The dangly keyboard. Google thought outside the box to get the Slate’s display to tilt so much. Microsoft’s Surfaces use a small kickstand on the back of the tablets—which have their own problems—whereas the Slate has the sliding magnetic back. That leaves the keyboard part of the case awkwardly dangling on a thin strip of pleather, which feels like it could easily break over time.

Closing the tablet is awkward. Beyond the sliding keyboard, closing the tablet is a slightly annoying experience: You either have to use two hands to push the folded back part of the case back, so that it’s flush with the tablet, and then drop it down onto the keyboard, or you drop it down first and then try to push the back part closed. If you do that part second, though, the strong magnets can force the tablet out of its case, causing you to have to reopen the case, reconnect the tablet, then close again.

All the different ways you’re supposed to be able to use the Slate.
All the different ways you’re supposed to be able to use the Slate.
Image: Google

And when you flip the keyboard back behind the device to turn it into an upright tablet, flipping the keyboard back around will take the back of the case with it (as they connect magnetically), and then the case invariably falls off of the tablet. I kept dropping the tablet when trying to match the positions in Google’s marketing images, prompting my colleague from the other side of my desk cluster to call out, “Is everything OK over there?”

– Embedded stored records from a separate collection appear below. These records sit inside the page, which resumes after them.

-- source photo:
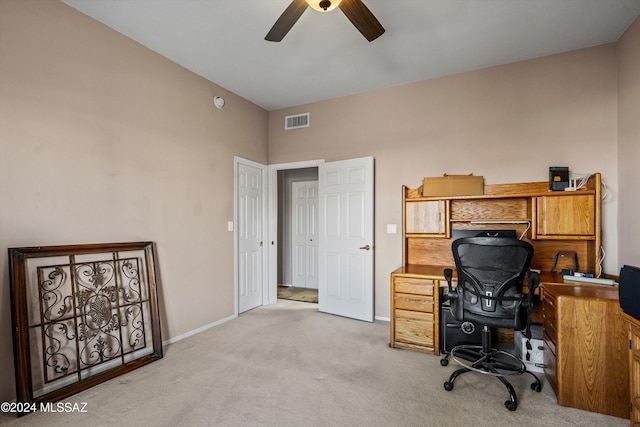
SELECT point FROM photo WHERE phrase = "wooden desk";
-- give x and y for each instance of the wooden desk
(415, 308)
(586, 347)
(633, 328)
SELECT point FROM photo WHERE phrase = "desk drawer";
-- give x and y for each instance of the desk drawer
(410, 285)
(414, 302)
(413, 327)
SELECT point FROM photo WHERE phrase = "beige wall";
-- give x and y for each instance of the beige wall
(629, 145)
(508, 123)
(102, 140)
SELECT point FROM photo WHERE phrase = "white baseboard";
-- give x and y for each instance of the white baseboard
(198, 330)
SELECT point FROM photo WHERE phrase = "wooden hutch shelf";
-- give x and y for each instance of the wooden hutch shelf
(557, 224)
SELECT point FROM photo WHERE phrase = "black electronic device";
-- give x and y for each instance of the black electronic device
(629, 290)
(558, 178)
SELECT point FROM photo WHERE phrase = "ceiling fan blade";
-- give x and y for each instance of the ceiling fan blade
(286, 21)
(362, 18)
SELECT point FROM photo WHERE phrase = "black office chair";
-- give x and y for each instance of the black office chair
(491, 272)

The circular keys are weird and quiet. Google’s decision to make the keys on the Slate’s keyboard round is an odd one stylistically. It’s also a little unnerving to have no audible feedback when typing, given there’s barely any tactile feedback on the mushy keys either, leaving you feeling like you’re typing into a void.

It’s clunky. The Slate weighs about 0.6 pounds more than the iPad Pro, and the bezels around the edge of the display make the screen feel smaller than it is.

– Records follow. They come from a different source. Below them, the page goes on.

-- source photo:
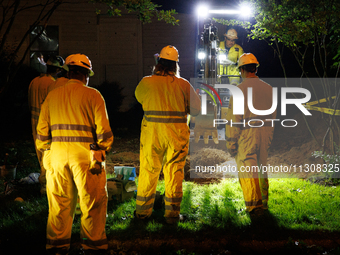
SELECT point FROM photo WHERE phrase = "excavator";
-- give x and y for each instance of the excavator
(210, 57)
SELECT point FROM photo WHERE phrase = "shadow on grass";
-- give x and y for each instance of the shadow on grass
(211, 229)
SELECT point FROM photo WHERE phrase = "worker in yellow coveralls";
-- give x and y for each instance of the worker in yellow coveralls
(250, 144)
(37, 92)
(167, 100)
(74, 133)
(229, 54)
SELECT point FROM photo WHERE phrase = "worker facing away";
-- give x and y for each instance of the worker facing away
(167, 100)
(229, 54)
(37, 92)
(250, 145)
(73, 120)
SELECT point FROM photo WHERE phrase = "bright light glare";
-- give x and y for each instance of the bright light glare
(201, 55)
(224, 11)
(245, 10)
(202, 11)
(222, 57)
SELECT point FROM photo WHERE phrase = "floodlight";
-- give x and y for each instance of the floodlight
(201, 55)
(222, 57)
(202, 11)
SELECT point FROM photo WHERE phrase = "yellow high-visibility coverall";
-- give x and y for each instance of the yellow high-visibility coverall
(252, 143)
(233, 54)
(37, 92)
(72, 117)
(166, 101)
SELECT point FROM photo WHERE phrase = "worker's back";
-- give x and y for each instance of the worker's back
(76, 115)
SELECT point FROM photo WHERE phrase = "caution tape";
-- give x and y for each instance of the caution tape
(309, 106)
(321, 109)
(320, 101)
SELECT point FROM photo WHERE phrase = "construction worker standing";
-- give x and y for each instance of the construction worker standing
(167, 100)
(37, 92)
(229, 54)
(73, 123)
(250, 144)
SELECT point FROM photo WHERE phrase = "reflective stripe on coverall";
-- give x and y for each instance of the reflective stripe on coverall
(252, 143)
(72, 117)
(61, 81)
(166, 101)
(233, 54)
(37, 93)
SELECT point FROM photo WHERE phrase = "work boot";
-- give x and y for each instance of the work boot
(82, 251)
(57, 251)
(256, 215)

It’s costly. Google chose to follow Microsoft’s pricing model for the Slate. The base model starts at $599 (not including the $200 keyboard case), but the options for the most powerful versions (featuring Intel i5 and i7 processors) start at $999 and $1,599.

It has a weird double life. The Slate acts like a Chromebook when docked in the keyboard case, and a pseudo-Android tablet when not. In reality, all that really changes is that you can rearrange and resize app windows when it’s docked, whereas every app loads fullscreen when it’s in tablet mode. There’s also a desktop that seems to serve absolutely no purpose when the device is in laptop mode.

Should you get one?

I really can’t see a reason to pick up one of these. Even at the basest price, there are touchscreen Chromebook laptops that can do everything the Slate can (albeit likely in a chunkier package) that don’t feel nearly as awkward to use. And if you’re really in the market for a high-power tablet, Microsoft’s latest Surface Pro 6 does a better job of being a portable computer. And if you’re just in the market for a travel device, the iPad or iPad Pro are better at filling that niche.